Shares in J.C. Penney plunged another 23% to $0.18 before being halted on Monday. The report comes after the US clothing and home department store filed for bankruptcy protection proceedings on Friday.
However, the acquisition of a 118-year-old Plano-based company retailer by Amazon wouldn’t be costly due to its bankrupt status, the depressed stock price, and high debt level.
“There is an Amazon team in Plano. There is a dialogue and I’m told it has a lot to do with Amazon eager to expand its apparel business — for sure,” reported Women’s Wear Daily on Monday.
The potential acquisition of the apparel chain is in line with Amazon’s strategy of expanding its retail footprint across the US, with the Big Tech giant interested in all or part of the business. However, reports also suggest that the world’s largest online retailer could convert J.C. Penney stores to its own high-tech retail format.
“This could be a new tech-driven retail model or Amazon could also convert some J.C. Penney sites into distribution centers,” Women’s Wear Daily sources say.
Amazon closed 0.88% up yesterday at $2,426.26. It is currently up 0.36% in premarket trading on Tuesday. The stock has jumped by almost 28% this year.
Last Friday, the struggling department retailer officially filed for Chapter 11 bankruptcy protection, with plans of closing 242 stores to improve its operating margins. J.C. Penney had close to 830 stores at the end of the last year.
J.C. Penney has $500m in cash on hand as of the Chapter 11 filing date, the retailer said in a Securities and Exchange Commission filing. In addition, the company received commitments for $900m in financing from its existing first lien lenders, which includes $450m of new money.

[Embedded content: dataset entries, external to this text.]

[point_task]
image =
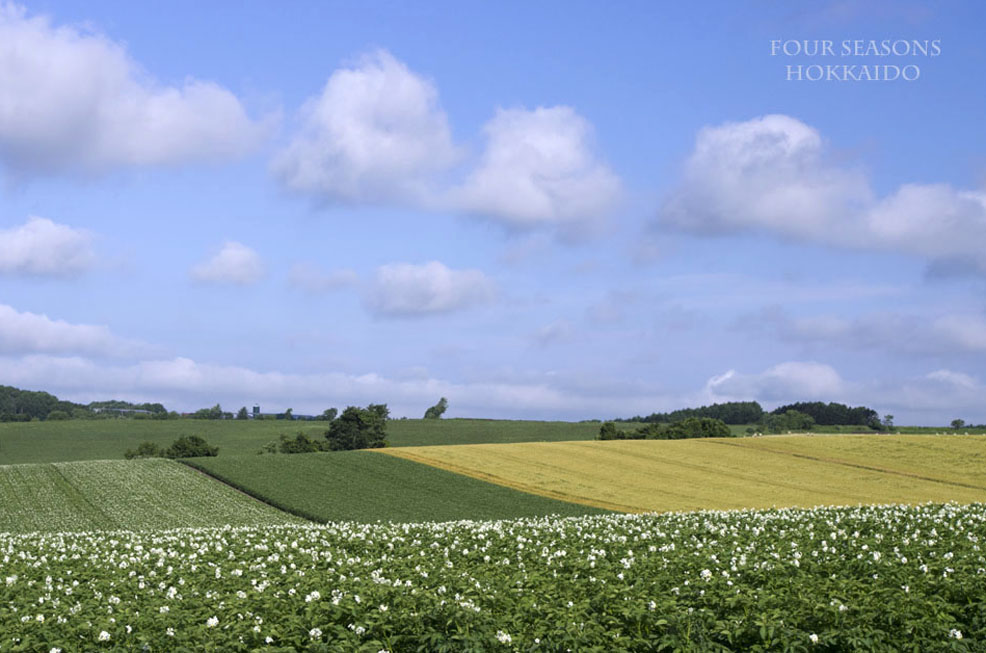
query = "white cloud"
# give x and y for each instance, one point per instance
(538, 168)
(961, 334)
(557, 331)
(310, 278)
(235, 263)
(28, 333)
(74, 101)
(376, 134)
(782, 383)
(41, 247)
(185, 384)
(770, 174)
(403, 289)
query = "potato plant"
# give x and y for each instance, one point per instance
(901, 578)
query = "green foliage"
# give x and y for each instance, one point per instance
(144, 450)
(380, 410)
(190, 446)
(691, 427)
(359, 428)
(301, 443)
(841, 579)
(367, 486)
(607, 432)
(730, 412)
(791, 420)
(436, 411)
(216, 412)
(120, 494)
(328, 415)
(833, 413)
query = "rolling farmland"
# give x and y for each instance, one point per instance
(840, 579)
(646, 475)
(112, 495)
(365, 487)
(106, 439)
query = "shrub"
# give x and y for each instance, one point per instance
(190, 446)
(359, 428)
(145, 449)
(301, 443)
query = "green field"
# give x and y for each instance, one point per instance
(364, 486)
(106, 439)
(726, 473)
(111, 495)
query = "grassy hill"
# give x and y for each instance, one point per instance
(107, 439)
(639, 475)
(366, 487)
(125, 494)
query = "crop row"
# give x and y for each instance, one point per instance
(865, 578)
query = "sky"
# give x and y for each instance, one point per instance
(550, 210)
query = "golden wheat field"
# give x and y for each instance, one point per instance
(666, 475)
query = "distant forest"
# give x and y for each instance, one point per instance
(18, 405)
(751, 412)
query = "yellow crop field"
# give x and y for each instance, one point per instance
(665, 475)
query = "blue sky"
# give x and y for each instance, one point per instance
(538, 210)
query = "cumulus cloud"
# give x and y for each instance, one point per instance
(184, 384)
(310, 278)
(44, 248)
(770, 174)
(375, 134)
(75, 101)
(789, 381)
(403, 289)
(557, 331)
(234, 263)
(538, 168)
(960, 334)
(30, 333)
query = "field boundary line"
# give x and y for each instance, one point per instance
(255, 496)
(846, 463)
(496, 480)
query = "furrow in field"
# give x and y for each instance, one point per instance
(693, 474)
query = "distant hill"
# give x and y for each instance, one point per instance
(18, 405)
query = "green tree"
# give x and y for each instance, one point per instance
(145, 449)
(380, 409)
(301, 443)
(358, 428)
(608, 432)
(190, 446)
(436, 411)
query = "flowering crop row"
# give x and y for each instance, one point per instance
(865, 578)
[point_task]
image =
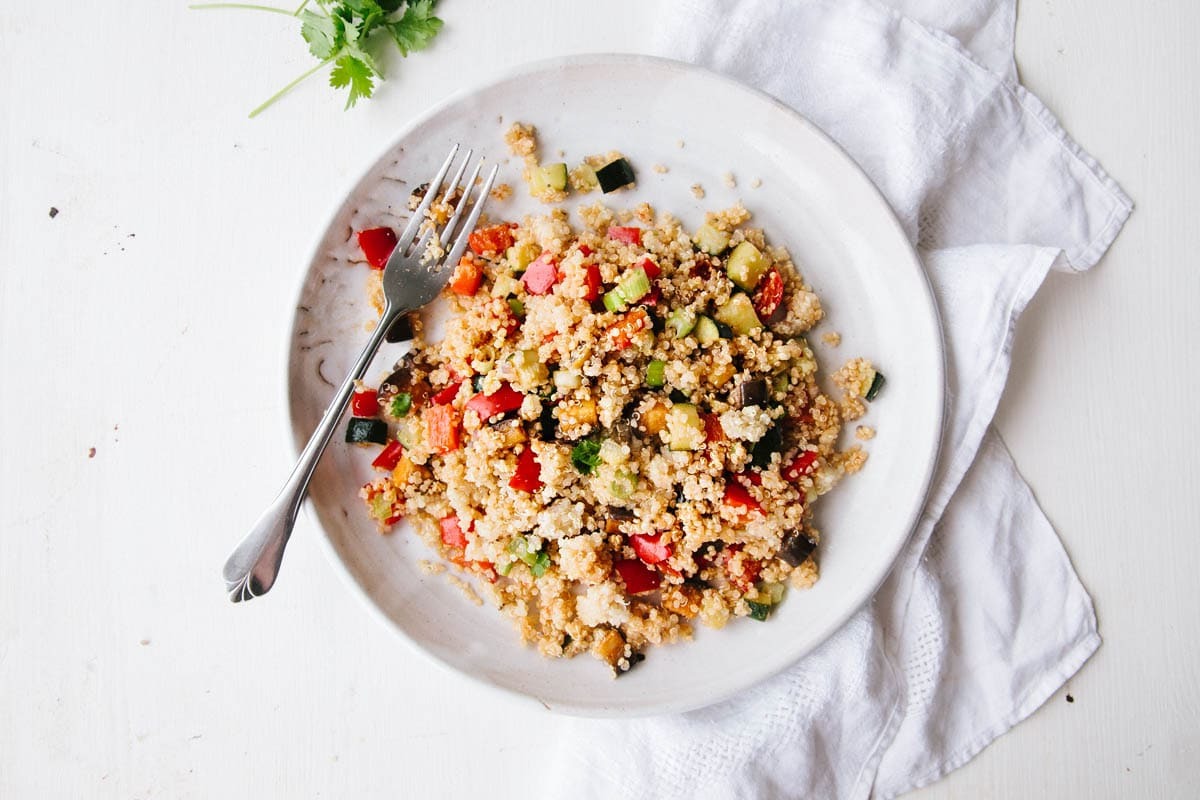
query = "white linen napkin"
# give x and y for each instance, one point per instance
(983, 617)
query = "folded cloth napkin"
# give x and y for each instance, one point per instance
(983, 617)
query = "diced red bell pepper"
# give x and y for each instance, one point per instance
(637, 576)
(803, 464)
(541, 275)
(652, 270)
(502, 401)
(442, 428)
(467, 277)
(377, 245)
(651, 548)
(528, 475)
(713, 429)
(492, 240)
(628, 235)
(447, 395)
(593, 282)
(451, 531)
(769, 295)
(739, 498)
(365, 403)
(624, 329)
(389, 457)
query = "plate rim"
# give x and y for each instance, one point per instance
(930, 461)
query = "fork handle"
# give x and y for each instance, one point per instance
(253, 565)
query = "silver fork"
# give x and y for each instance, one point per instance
(408, 283)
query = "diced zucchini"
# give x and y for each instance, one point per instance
(655, 373)
(681, 322)
(361, 431)
(706, 330)
(738, 313)
(685, 428)
(745, 265)
(711, 240)
(615, 174)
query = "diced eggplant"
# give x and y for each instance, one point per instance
(749, 392)
(797, 547)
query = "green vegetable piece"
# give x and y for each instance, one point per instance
(655, 373)
(745, 265)
(401, 404)
(759, 611)
(586, 456)
(876, 385)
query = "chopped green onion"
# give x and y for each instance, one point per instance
(615, 301)
(759, 611)
(401, 404)
(681, 320)
(635, 286)
(586, 456)
(655, 373)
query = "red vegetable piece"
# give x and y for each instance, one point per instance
(451, 531)
(491, 240)
(628, 235)
(651, 548)
(738, 497)
(541, 275)
(593, 282)
(502, 401)
(365, 403)
(637, 576)
(528, 475)
(389, 457)
(769, 295)
(447, 395)
(377, 245)
(803, 464)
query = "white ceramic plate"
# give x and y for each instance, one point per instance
(813, 199)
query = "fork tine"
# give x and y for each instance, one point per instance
(414, 222)
(460, 244)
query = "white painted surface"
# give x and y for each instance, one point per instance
(125, 673)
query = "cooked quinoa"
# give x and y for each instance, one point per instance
(622, 431)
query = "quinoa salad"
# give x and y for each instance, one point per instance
(621, 433)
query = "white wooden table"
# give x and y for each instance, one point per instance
(147, 320)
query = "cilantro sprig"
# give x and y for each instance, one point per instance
(348, 35)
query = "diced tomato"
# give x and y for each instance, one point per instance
(739, 498)
(593, 282)
(652, 270)
(442, 428)
(651, 548)
(451, 531)
(389, 457)
(528, 475)
(467, 277)
(377, 245)
(492, 240)
(541, 275)
(769, 294)
(713, 429)
(637, 576)
(803, 464)
(628, 235)
(447, 395)
(624, 329)
(365, 403)
(502, 401)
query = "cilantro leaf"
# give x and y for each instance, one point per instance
(418, 25)
(349, 71)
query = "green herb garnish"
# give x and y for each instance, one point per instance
(347, 34)
(586, 456)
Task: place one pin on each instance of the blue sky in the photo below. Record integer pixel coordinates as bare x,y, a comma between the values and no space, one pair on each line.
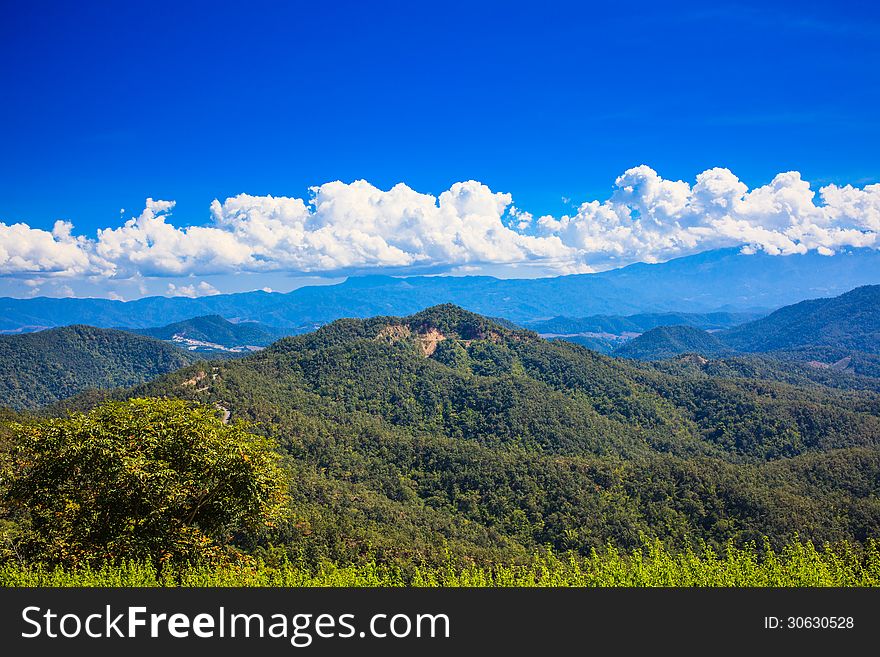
108,105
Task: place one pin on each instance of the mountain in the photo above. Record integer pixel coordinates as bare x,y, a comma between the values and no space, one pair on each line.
723,279
43,367
639,323
212,333
669,341
850,321
606,333
443,431
840,333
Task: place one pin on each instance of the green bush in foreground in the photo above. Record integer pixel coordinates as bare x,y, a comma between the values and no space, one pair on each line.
147,479
798,564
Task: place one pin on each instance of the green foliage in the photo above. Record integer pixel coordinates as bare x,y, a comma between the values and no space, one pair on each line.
43,367
143,479
216,330
668,341
497,443
850,322
797,564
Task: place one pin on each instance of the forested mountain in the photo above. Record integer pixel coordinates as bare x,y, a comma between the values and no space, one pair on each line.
213,333
850,321
723,279
43,367
444,430
638,323
668,341
841,333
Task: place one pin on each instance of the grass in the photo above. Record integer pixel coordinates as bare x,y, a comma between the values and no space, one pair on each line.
796,565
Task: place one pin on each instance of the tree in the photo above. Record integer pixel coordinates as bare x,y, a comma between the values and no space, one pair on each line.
143,479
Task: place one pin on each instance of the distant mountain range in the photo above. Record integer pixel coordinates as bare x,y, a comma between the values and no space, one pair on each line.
669,341
447,429
605,333
841,332
707,282
212,333
44,367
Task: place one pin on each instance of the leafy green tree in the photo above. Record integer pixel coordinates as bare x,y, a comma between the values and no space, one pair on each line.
143,479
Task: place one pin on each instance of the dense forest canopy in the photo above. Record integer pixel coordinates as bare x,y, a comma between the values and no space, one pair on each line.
46,366
410,437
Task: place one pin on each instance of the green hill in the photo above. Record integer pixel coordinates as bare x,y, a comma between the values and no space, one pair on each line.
408,437
200,333
43,367
850,322
669,341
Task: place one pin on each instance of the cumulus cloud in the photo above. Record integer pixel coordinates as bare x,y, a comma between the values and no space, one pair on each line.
652,219
203,289
346,227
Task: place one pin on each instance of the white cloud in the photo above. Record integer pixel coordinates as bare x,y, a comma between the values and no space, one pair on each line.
652,219
355,227
33,251
203,289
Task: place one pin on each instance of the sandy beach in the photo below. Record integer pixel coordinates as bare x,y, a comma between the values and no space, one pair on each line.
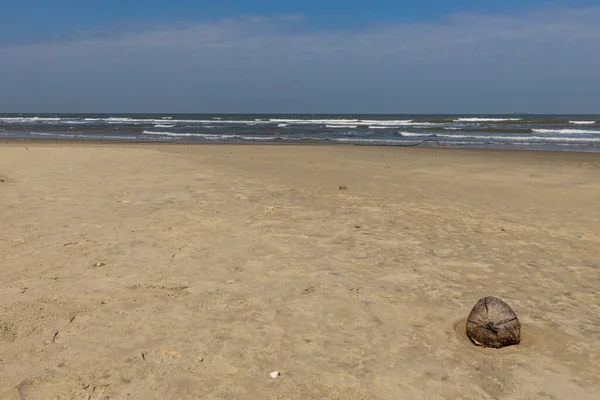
146,271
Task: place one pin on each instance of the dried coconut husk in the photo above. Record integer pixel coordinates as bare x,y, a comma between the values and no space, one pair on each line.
492,323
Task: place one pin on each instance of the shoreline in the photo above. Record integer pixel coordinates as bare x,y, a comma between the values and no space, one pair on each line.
101,142
194,271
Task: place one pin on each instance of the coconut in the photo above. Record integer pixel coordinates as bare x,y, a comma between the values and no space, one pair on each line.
492,323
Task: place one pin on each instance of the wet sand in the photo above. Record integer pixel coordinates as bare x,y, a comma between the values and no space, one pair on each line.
144,271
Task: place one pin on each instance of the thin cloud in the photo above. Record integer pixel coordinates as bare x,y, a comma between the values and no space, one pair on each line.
540,61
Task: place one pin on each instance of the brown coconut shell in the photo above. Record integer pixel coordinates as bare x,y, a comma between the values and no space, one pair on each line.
492,323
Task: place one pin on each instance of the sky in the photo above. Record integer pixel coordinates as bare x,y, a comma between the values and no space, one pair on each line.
234,56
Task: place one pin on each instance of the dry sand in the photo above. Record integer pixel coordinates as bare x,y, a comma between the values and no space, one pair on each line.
192,272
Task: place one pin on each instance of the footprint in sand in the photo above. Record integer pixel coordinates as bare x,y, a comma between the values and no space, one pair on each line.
42,390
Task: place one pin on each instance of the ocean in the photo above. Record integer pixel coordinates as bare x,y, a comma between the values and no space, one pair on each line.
535,132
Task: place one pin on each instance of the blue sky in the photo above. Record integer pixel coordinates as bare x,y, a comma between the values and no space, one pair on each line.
310,56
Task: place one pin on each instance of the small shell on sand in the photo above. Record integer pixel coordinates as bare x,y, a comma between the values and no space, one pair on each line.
492,323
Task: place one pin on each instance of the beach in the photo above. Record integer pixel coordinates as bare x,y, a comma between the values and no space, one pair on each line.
174,271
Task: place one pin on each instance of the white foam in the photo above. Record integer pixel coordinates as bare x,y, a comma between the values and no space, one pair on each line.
210,136
565,131
486,119
352,122
514,138
17,120
582,122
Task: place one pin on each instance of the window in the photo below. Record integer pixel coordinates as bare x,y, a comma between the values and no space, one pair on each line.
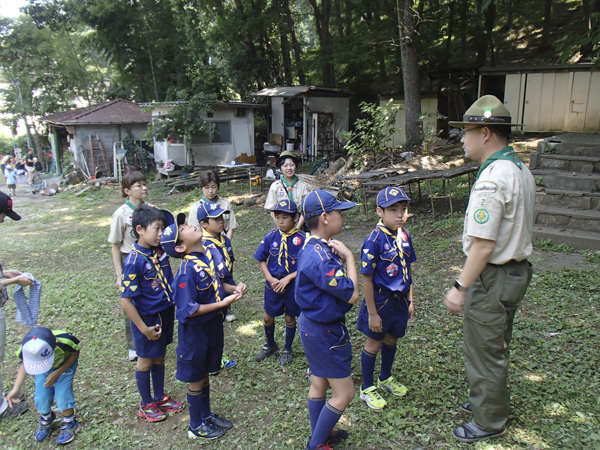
220,134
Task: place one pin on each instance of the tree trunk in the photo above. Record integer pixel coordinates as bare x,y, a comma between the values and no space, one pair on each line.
410,74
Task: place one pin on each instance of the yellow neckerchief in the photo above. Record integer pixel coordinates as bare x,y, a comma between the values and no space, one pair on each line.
283,247
385,229
220,243
210,269
154,259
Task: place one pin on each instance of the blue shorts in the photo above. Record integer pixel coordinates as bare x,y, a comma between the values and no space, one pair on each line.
61,392
327,347
278,304
200,349
146,348
393,310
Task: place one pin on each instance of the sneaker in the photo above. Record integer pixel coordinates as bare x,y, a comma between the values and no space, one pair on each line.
265,352
207,431
43,430
151,413
372,397
167,404
220,422
18,408
132,355
466,407
67,432
393,386
286,357
469,432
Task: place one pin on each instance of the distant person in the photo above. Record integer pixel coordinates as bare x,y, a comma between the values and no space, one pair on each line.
51,356
12,277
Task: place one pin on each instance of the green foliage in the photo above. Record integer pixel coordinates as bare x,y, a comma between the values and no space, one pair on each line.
373,131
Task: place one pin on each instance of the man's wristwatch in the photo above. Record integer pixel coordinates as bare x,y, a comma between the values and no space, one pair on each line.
460,287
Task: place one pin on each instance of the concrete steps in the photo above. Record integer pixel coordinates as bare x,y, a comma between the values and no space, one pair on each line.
567,209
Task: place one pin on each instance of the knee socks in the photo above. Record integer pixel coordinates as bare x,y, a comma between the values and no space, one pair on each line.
143,381
270,333
367,362
315,405
158,381
388,352
327,419
290,333
194,399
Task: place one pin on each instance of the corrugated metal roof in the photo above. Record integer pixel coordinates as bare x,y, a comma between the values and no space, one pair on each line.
116,111
292,91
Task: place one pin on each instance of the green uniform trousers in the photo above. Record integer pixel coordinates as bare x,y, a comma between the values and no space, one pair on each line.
489,311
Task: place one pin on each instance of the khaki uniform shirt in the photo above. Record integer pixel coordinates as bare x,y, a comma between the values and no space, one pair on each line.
501,210
120,229
278,191
230,222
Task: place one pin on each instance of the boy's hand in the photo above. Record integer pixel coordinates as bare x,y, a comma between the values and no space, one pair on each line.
375,324
153,333
51,379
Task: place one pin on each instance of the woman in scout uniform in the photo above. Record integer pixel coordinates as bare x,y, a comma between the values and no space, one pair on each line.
288,186
497,242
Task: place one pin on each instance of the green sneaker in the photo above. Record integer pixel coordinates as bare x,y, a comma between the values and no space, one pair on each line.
393,386
372,397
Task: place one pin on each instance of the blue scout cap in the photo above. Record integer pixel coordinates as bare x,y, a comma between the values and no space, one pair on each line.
37,350
168,240
210,210
390,195
318,202
285,205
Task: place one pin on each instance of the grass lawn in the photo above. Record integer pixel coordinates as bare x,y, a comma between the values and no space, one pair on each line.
554,367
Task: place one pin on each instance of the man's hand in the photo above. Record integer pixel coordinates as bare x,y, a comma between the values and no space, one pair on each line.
455,300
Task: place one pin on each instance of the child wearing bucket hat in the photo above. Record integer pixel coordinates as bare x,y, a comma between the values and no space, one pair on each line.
288,186
51,356
386,257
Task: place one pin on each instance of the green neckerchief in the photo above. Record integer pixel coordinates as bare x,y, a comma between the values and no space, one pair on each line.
506,153
215,200
289,186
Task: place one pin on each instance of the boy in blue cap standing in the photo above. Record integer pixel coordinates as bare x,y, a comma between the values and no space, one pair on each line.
325,291
277,255
201,296
385,267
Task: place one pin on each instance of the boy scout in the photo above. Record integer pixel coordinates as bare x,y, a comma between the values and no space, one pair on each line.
497,242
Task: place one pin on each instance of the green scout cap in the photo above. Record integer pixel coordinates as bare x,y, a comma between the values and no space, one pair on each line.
488,110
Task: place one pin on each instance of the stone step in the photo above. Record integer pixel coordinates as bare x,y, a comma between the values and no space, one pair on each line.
568,198
561,179
584,164
577,239
573,219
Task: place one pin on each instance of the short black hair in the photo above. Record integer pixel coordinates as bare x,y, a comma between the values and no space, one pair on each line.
146,216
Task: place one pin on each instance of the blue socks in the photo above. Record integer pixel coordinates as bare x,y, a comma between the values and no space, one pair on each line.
270,333
194,399
158,381
143,381
315,405
388,353
290,333
327,419
367,362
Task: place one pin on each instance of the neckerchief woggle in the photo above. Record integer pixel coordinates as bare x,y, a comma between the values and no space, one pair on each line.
210,270
507,153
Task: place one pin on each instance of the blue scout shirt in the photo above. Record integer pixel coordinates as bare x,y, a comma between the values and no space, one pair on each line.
194,286
140,280
270,250
389,265
322,287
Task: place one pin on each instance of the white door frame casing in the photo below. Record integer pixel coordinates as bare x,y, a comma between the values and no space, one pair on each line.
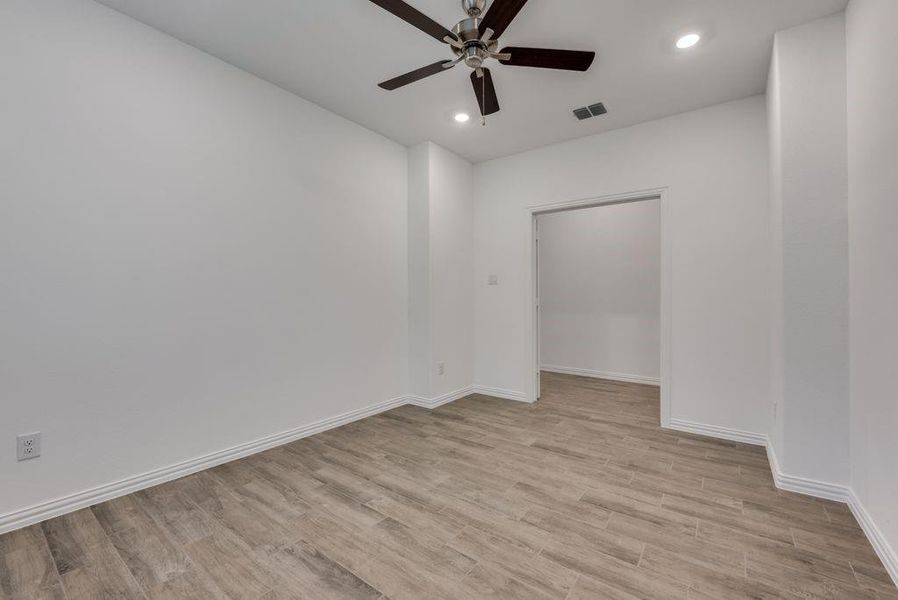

The long-struggling J.C. Penney stock is now considered among the penny stocks because its shares are trading below $1 level following the massive share price selloff in the past twelve months. The retailer was struggling well before the health crisis as the department store chain has been unprofitable over the past nine years, with its revenue falling year over year over the last four years in a row.